While policy proposals are being discussed, I'd like to take a step back
and offer up a different perspective:

If we accept that timely execution of revocation is an essential and
non-optional function of the WebPKI and that all subscriber parties in the
WebPKI must be prepared to either sacrifice some availability or in the
alternative be prepared to rotate to a new certificate in 24 hours -- at
the outside -- then, I would submit, it's time to approach the matter quite
differently.

Post-issuance certificate lifecycle management is a disaster and it always
has been and no one has put forth good evidence that it will ever improve
-- particularly if we continue to indulge certain constraints imposed by
relying parties and subscribers.

OCSP generally is a privacy problem and OCSP stapling has limited uptake in
the very same systems which are less certificate rotation agile.  It's also
a costly post-issuance burden, the value has not been well demonstrated.
CRLs have other but significant problems.

One solution is right in front of us:  Short Lived Certificates.

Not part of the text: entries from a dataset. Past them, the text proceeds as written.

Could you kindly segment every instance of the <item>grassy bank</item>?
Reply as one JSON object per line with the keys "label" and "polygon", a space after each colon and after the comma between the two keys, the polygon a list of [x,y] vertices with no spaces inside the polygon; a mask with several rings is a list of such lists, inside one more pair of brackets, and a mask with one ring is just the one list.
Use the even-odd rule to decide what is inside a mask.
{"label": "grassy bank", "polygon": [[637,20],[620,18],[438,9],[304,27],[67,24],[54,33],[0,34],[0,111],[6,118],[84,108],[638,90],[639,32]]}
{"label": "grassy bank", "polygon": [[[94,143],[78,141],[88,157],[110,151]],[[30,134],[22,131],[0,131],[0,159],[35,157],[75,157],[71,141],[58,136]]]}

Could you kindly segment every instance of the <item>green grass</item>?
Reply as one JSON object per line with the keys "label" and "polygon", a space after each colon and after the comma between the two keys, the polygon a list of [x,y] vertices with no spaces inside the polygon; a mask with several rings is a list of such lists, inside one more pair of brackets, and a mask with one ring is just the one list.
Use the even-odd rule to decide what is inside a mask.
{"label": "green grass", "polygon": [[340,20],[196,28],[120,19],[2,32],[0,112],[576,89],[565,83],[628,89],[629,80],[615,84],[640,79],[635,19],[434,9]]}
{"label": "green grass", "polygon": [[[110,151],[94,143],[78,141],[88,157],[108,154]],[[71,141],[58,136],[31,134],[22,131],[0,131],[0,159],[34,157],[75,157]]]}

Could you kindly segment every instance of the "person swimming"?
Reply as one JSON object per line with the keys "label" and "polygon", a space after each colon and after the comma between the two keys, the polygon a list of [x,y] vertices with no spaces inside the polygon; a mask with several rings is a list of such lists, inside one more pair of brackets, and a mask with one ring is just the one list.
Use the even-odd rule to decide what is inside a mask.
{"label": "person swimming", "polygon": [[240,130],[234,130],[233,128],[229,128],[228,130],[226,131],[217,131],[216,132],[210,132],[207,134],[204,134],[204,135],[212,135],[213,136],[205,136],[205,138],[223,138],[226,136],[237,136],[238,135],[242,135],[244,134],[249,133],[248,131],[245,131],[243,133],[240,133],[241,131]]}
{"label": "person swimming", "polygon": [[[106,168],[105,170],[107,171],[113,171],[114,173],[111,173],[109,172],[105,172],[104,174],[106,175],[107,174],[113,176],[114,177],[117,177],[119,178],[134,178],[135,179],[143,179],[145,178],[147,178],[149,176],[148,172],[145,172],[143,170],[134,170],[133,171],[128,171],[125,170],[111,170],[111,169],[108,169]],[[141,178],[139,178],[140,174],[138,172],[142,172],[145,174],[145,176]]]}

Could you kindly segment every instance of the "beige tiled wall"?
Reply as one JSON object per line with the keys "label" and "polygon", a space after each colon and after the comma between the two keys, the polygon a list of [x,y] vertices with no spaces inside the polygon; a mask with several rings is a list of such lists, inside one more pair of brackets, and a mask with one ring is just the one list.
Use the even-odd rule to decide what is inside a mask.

The WebPKI as represented in modern browsers' CA programs' policies should
set forth that either automated rotation by the server-side software stack,
mechanical rotation by external automation, or the introduction of
reverse-proxy elements which provide WebPKI friendly relying-party-facing
interfaces are required elements of offering a reliable WebPKI enabled
service for consumption in modern web clients.  At which point it becomes
relatively trivial to move toward a world with 1 week, 48 hour, and 24 hour
certificate validity periods.  Once we get it down to 24 hour certificate
validity, there is simply no point to further effort on revocation and
revocation effectiveness.

The operational simplicity from the CA side should appeal from a cost
control basis -- administrative labor related to receiving & processing
revocation requests, mass revocation, etc, are eliminated.  Compliance
issues become a pause issuance and fix move-forward issuance.  Commercial
opportunities arise in client infrastructure certificate deployment
management software solutions and consulting.